A ces paroles de l’Empereur, un des préfets du palais répondit :

— Nous ne croyons pas, ô César, que ces enfants aient cessé de vivre. Leur audace n’a pu aller jusqu’à préférer la mort honteuse des fugitifs à l’honneur de comparaître devant ton tribunal sacré. Ou bien c’est qu’ils ont été aveuglés par de pernicieux conseillers jusqu’à mettre en doute ton infaillible sagesse et ta clairvoyante équité. Quoiqu’il en soit, leurs parents comptent parmi les serviteurs les meilleurs et les adorateurs pieux de ta divine majesté. Daigne les citer à comparaître en personne. Commande-leur de parler. Le respect déliera leurs langues. Qu’ils disent où leurs enfants se cachent. Et, enfin, si l’impiété retient leurs lèvres closes, qu’il te plaise d’user contre eux de ces moyens dont la loi ne refusa jamais le secours aux magistrats. Mais nous avons l’idée que ta majesté impériale leur imposera plus de crainte encore que l’appareil des tourments. César Auguste, nous baisons la terre entre tes pieds sacrés et nous tenons prêts à exécuter tes commandements.

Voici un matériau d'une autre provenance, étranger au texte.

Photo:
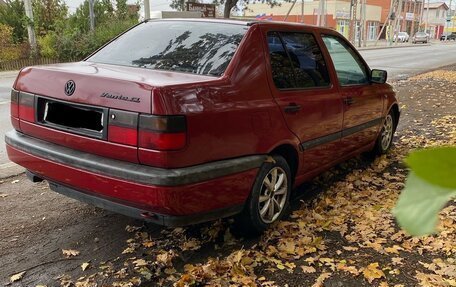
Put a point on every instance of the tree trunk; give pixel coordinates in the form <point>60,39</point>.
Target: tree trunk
<point>229,4</point>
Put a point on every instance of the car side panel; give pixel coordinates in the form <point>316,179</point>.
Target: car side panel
<point>232,117</point>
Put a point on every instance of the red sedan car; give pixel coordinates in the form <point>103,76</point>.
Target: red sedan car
<point>184,121</point>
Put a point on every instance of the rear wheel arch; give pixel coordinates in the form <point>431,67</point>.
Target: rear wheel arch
<point>395,109</point>
<point>290,154</point>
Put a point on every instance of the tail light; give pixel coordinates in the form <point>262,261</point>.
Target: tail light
<point>26,107</point>
<point>14,103</point>
<point>162,132</point>
<point>123,127</point>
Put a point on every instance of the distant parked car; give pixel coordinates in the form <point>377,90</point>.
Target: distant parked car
<point>402,37</point>
<point>448,36</point>
<point>420,37</point>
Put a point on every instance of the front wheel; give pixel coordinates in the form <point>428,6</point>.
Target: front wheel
<point>385,138</point>
<point>269,198</point>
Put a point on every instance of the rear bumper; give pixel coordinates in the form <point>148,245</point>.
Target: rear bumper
<point>166,196</point>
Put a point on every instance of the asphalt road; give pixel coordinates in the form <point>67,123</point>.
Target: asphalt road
<point>407,61</point>
<point>399,62</point>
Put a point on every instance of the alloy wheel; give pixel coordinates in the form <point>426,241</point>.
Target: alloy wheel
<point>273,195</point>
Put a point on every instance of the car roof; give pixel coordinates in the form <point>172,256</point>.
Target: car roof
<point>249,22</point>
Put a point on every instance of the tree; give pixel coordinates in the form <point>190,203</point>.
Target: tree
<point>9,51</point>
<point>47,14</point>
<point>229,5</point>
<point>12,14</point>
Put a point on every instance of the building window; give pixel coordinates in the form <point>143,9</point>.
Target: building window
<point>343,27</point>
<point>372,28</point>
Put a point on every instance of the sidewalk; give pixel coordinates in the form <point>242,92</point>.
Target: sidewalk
<point>383,44</point>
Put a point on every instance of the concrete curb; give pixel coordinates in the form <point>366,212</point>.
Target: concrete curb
<point>392,47</point>
<point>10,169</point>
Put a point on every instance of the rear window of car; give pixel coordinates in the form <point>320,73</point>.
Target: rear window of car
<point>203,48</point>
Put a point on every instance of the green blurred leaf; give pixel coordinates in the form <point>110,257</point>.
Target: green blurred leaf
<point>436,166</point>
<point>419,204</point>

Sans perdre un temps précieux en reproches inutiles, l’Empereur ordonna de faire venir les pères des sept fugitifs. Et, quand ils se tinrent devant lui, il les admonesta durement :

— Où sont, s’il vous plaît, vos fils contempteurs des lois et sacrilèges que ma justice réclame ? Répondez-moi sans détours et tenez-vous pour assurés que vos têtes me répondent des leurs. Si vous ne me livrez pas ces enfants sur l’heure, vous périrez.

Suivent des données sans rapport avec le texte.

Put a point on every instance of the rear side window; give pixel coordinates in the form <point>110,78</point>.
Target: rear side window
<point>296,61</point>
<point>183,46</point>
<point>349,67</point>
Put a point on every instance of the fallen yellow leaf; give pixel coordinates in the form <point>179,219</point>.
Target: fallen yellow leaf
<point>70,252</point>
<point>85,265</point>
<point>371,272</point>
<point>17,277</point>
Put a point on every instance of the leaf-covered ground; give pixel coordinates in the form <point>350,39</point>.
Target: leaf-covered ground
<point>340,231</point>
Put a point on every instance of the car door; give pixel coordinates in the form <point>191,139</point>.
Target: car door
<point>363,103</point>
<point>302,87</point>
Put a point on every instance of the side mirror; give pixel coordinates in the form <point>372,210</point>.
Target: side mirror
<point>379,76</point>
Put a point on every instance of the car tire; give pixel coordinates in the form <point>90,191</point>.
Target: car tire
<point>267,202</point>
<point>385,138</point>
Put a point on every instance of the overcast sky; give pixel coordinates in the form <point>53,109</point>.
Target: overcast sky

Prosternés aux pieds de Decius, tous répondirent d’un seul cri :

— Nous sommes innocents de tout cela, par la cendre de nos ancêtres ! César, pitié pour nous, et est-ce bien là ta justice ! Peux-tu nous rendre responsables d’un crime que nous n’avons pas commis ? Que Paulin parle pour nous ! Qu’il te plaise de lui prêter une oreille favorable !

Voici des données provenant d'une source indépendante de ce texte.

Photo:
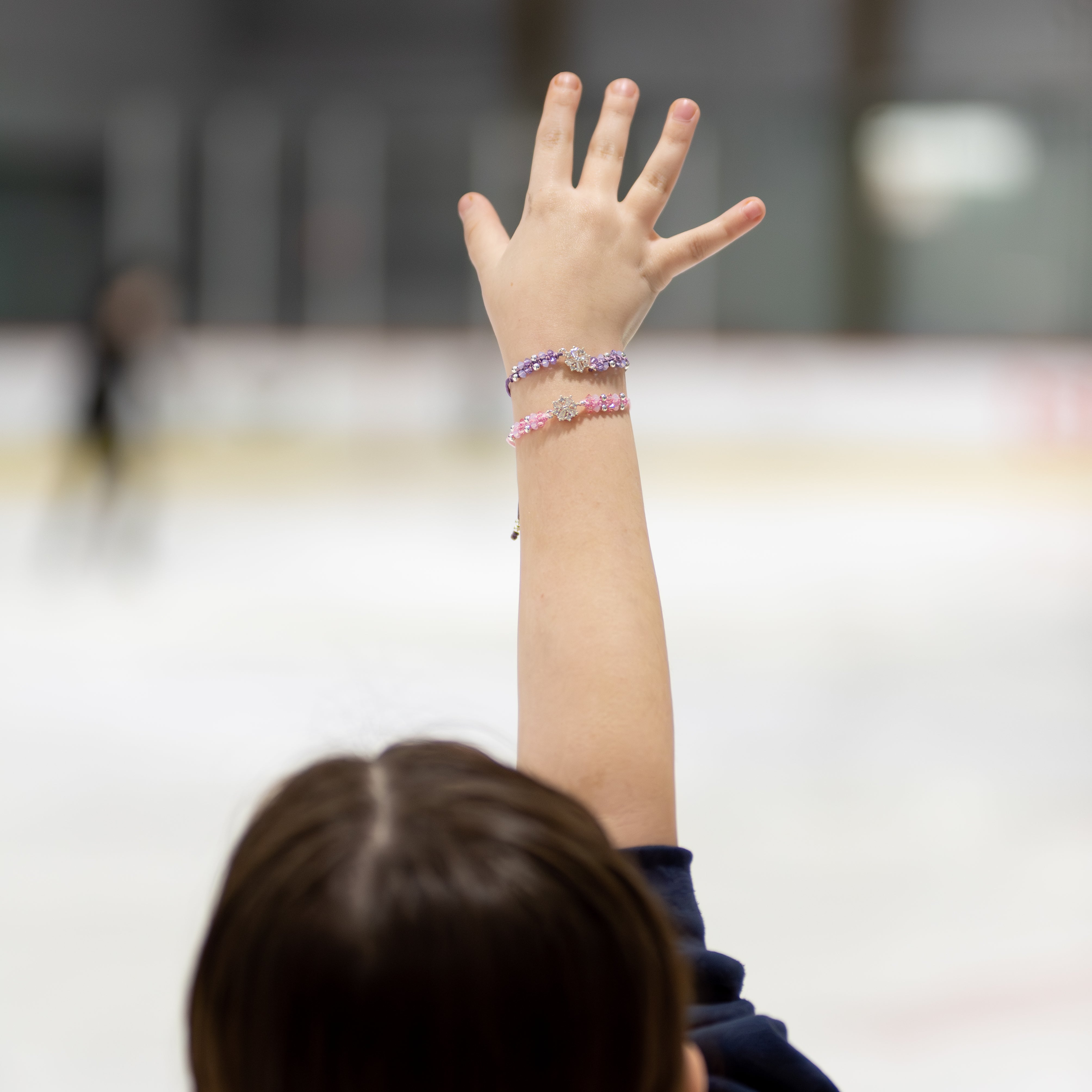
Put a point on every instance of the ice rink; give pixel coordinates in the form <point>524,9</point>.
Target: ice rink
<point>876,565</point>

Alors Paulin, préfet d’Éphèse et père de Maximilien, ayant reçu congé de parler, flétrit les pratiques des chrétiens et témoigna de sa foi en les Dieux de l’Empire :

— Ces enfants, ô César, dont nous ignorons même aujourd’hui s’ils existent, — et les Dieux immortels savent combien nous les aimions tendrement ! — ces enfants nous ont été ravis par ceux-là mêmes que tes justes lois proscrivent, par ces chrétiens qui sont l’opprobre de la terre. En serais-tu à ignorer que leurs catéchistes se glissent dans les familles pour pervertir les esprits faibles, corrompre les enfants, séduire les femmes et capter leurs biens ? Non seulement, victimes de ces imposteurs, nos fils ont fui le foyer paternel, mais ils ont emporté chacun une forte somme d’argent, arrachée, en secret, à la mollesse de leur mère. A cela point de remède. Le blâme infligé aux épouses n’a fait rentrer ni les fils ni l’or. Nous avons envoyé nos esclaves par les rues et les chemins, et voici ce qu’ils nous ont rapporté :

« Les jeunes gens ont été vus courant par la ville, entourés par une tourbe de mendiants et de menu peuple auxquels ils distribuaient de larges aumônes. Arrivés sur la grande place, ils se sont perdus dans un groupe de gens sans aveu, et nous pouvons jurer qu’ils ont échangé leurs vêtements contre ceux de ces misérables. Puis ils ont échappé à nos regards, et toutes nos recherches sont demeurées vaines. »

— Ainsi ont parlé nos esclaves. Nous avons envoyé alors nos chasseurs par la campagne. Ils ont interrogé les pâtres et les paysans. Certains leur dirent qu’on croyait que les enfants s’étaient cachés dans une caverne du mont Celius. Nous ne pûmes en apprendre davantage. A cette heure, ces malheureux sont-ils morts ou vivants ? Nous l’ignorons, hélas ! Mais, quelle que soit la sentence que ta souveraine équité daigne porter contre eux, nous y souscrivons d’avance, ô trois fois auguste ! Puisse ta faveur ne point se retirer de nous, César ! Nous t’adorons comme Dieu, nous te vénérons comme père ! Toujours nous t’avons servi fidèlement.